第156条【司法長官】、第157条【検事総長】、第158条【検事総長の解任及び辞任】
第9章【行政部】
第4部【その他の役職】
第156条 司法長官を設置する。2 大統領は司法長官を指名し、下院の同意を得た上でこれを任命する。
3 司法長官の任命資格は、最高裁判所長官の任命資格と同じである。
4 司法長官は、
(a)政府の主要な法律顧問である。
(b)国家政府が当事者となる、刑事訴訟以外の裁判又はその他の法的手続きにおいて、これを代表する。
(c)議会の法律又は大統領によって与えられた、その他の職務を執行する。
5 司法長官は、裁判所の許可を得て、政府が当事者ではない民事訴訟において、裁判所の補佐として出廷する権限を有する。
6 司法長官は、法の支配を推進、擁護及び維持し、公共の利益を保護しなければならない。
7 司法長官の権限は、直接、又は一般的若しくは特別な指示に従って行動する下級公務員によって行使することができる。
第157条 検事総長を設置する。
2 大統領は検事総長を指名し、下院の同意を得た上でこれを任命する。
3 検事総長の任命資格は、高等裁判所裁判官の任命資格と同じである。
4 検事総長は、犯罪行為に関する情報又は告発を調査するよう国家警察庁警察総監に指示する権限を有し、警察総監はその指示に従わなければならない。
5 検事総長の任期は8年とし、再任することはできない。
6 検事総長は、国家の公訴権を行使し、
(a)裁判所(軍法会議を除く)において、あらゆる犯罪に関して刑事訴訟を開始及び遂行することができる。
(b)他の者又は機関の許可を得て、裁判所(軍法会議を除く)において開始又は遂行されている刑事訴訟を引き継ぐことができる。
(c)第7項及び第8項に従って、検事総長が提起又は(b)に基づき引き継いだ刑事訴訟を、判決前のいかなる段階でも中止することができる。
7 第6項(c)に基づく訴訟の中止が、検察側の陳述終了後に行われた場合、被告人は無罪となる。
8 検事総長は、裁判所の許可を得なければ、公訴を中止することができない。
9 検事総長の権限は、直接、又は一般的若しくは特別の指示に従って行動する下級公務員によって行使することができる。
10 検事総長は、刑事訴訟の開始について、いかなる者又は機関の同意も必要とせず、その権限又は職務の執行について、いかなる者又は機関の指揮又は統制の下にも置かれない。
11 検事総長は、本条で定められた権限を行使する場合、公共の利益、司法行政の利益及び法的手続きの濫用を防止及び回避する必要性に留意するものとする。
12 議会は、検事総長以外の官憲に、公訴の権限を与える法律を制定することができる。
第158条 検事総長は、以下の理由によってのみ解任することができる。
(a)精神的又は身体的な能力喪失による職務執行の不能。
(b)第6章の不遵守。
(c)破産
(d)無能力
(e)重大な不正行為又は不品行。
2 検事総長の解任を求める者は、解任の根拠となる事実を記載した書面により、公務委員会に申立書を提出することができる。
3 公務委員会は申立書を審議し、第1項の事由の存在を示すものであると認められる場合、その申立書を大統領に送付するものとする。
4 大統領は、申立てを受理及び審査してから14日以内に、第5項により大統領の処分が行われるまで検事総長の職務を停止し、公務委員会の助言に従って、以下の者で構成される裁判を任命するものとする。
(a)上級裁判所の裁判官若しくはその職にあった者、又はその任命資格を有する者の中から4名。
(b)弁護士業務の規制を所管する法定の機関により指名された、15年以上の経験を有する弁護士1名。
(c)その他、公務経験者2名。
5 裁判は迅速に問題を調査し、事実関係を報告して大統領に勧告する。

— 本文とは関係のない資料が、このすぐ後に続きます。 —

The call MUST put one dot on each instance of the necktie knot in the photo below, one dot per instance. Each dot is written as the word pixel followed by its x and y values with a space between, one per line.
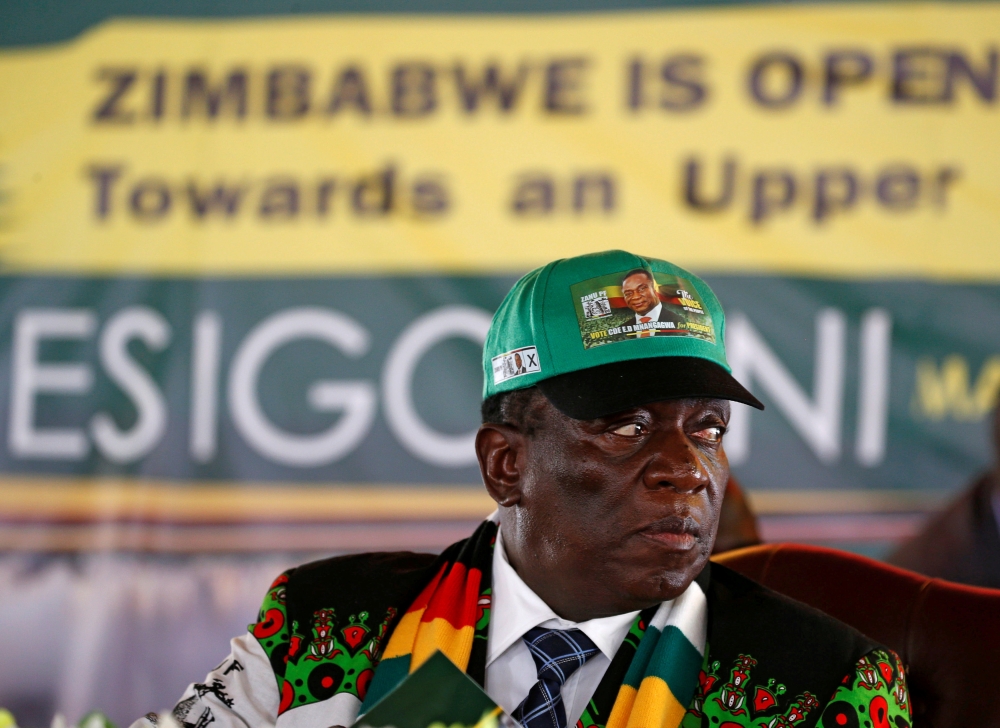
pixel 557 654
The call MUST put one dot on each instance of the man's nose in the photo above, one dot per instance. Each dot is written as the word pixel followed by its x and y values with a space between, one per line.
pixel 675 463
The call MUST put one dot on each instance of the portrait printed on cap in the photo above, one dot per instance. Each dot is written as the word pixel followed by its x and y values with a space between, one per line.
pixel 639 304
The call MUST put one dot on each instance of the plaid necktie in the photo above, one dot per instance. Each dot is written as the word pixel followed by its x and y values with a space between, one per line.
pixel 557 654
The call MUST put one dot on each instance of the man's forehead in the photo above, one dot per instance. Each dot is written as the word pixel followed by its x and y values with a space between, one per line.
pixel 656 408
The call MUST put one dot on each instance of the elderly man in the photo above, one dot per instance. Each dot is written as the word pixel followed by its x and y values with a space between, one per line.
pixel 640 293
pixel 588 598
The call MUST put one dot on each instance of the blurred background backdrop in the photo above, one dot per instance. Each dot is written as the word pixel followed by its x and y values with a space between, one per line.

大統領は裁判の勧告に従うものとする。
6 第4項の規定により停職された検事総長は、解任されるまで又は復職するまで、報酬の半額を受け取る権利を有する。
7 第4項の規定により任命された裁判は、その構成員から裁判長を選任するものとする。
8 第4項の規定により任命された裁判は、その手続きの規制に責任を負うものとする。
9 検事総長は、大統領に書面で通知することにより、辞任することができる。